The Wrap gets it wrong (more than once) regarding R-rated box office with its Memorial Day weekend preview.

First and foremost, the headline blares "Hangover 2 set for record-breaking $125m 5day start".    Wrong.  The Passion of the Christ, also an R-rated film, also opened with $125.1 million over its five-day opening.  And the biggest 5-day total for an R-rated film remains The Matrix Reloaded, with $144 million.  Speaking of The Matrix Reloaded, author Daniel Frankel acknowledges that film's record (for an R-rated film) Fri-Sun opening of $91 million, but refers to the film as "critically despised".  That's funny, since the film has a 74% on Rotten Tomatoes (it's a classic example of a well-reviewed smash that is now inexplicably considered a critically-panned flop).  It also refers to the three-day record as being set 'over a standard three-day weekend'.  Also wrong, The Matrix Reloaded opened on a Thursday (with $42 million, including $5 million worth of advance-night Wednesday showings), meaning that the $91 million Fri-Sun number was part of a longer opening weekend.  This arguably makes the $91 million figure all the more impressive, and the Thurs-Sat three-day total was a staggering $108 million.

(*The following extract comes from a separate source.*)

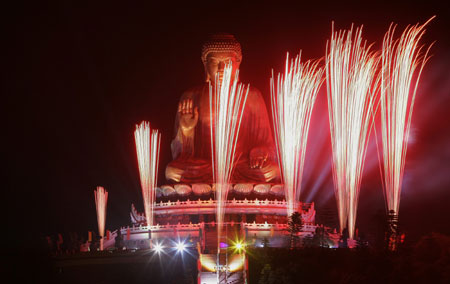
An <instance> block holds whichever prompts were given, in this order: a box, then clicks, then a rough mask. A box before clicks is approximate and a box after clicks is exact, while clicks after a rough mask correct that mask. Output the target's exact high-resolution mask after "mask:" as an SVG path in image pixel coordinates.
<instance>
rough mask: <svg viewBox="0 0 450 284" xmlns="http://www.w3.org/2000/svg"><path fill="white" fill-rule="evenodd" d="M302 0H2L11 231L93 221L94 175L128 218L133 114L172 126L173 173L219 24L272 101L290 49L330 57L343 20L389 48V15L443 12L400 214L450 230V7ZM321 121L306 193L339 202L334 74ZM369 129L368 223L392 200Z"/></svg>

The main offender here is the headline, which blares that a $125 million five-day gross would be a record (implicitly for an R-rated film, unless they have really lost their marbles), which would only tie the current five-day R-rated opening weekend and fall $19 million below the current five-day gross for an R-rated film.  The article states that the film may do $150 million over the five-day sprint, which would indeed be a record, but the headline falsely proclaims $125 million as the number to beat.  The article claims that this Memorial Day weekend, powered by several big movies (Hangover II, Kung Fu Panda 2, Pirates of the Caribbean: On Stranger Tides, Thor, Bridesmaids) may pull a record total gross for Memorial Day weekends, which may very well be true.  But that's not what the headline says or implies.  So bully on the headline writer for factually false box office data, and bully on author Daniel Frankel for stating that The Matrix Reloaded was critically trashed (not true) and opened on a normal standalone three-day weekend (also not true).  Considering how short the article is, that's an awful lot of 'not true', all of which could have been avoided by spending 30 seconds at Box Office Mojo and Rotten Tomatoes.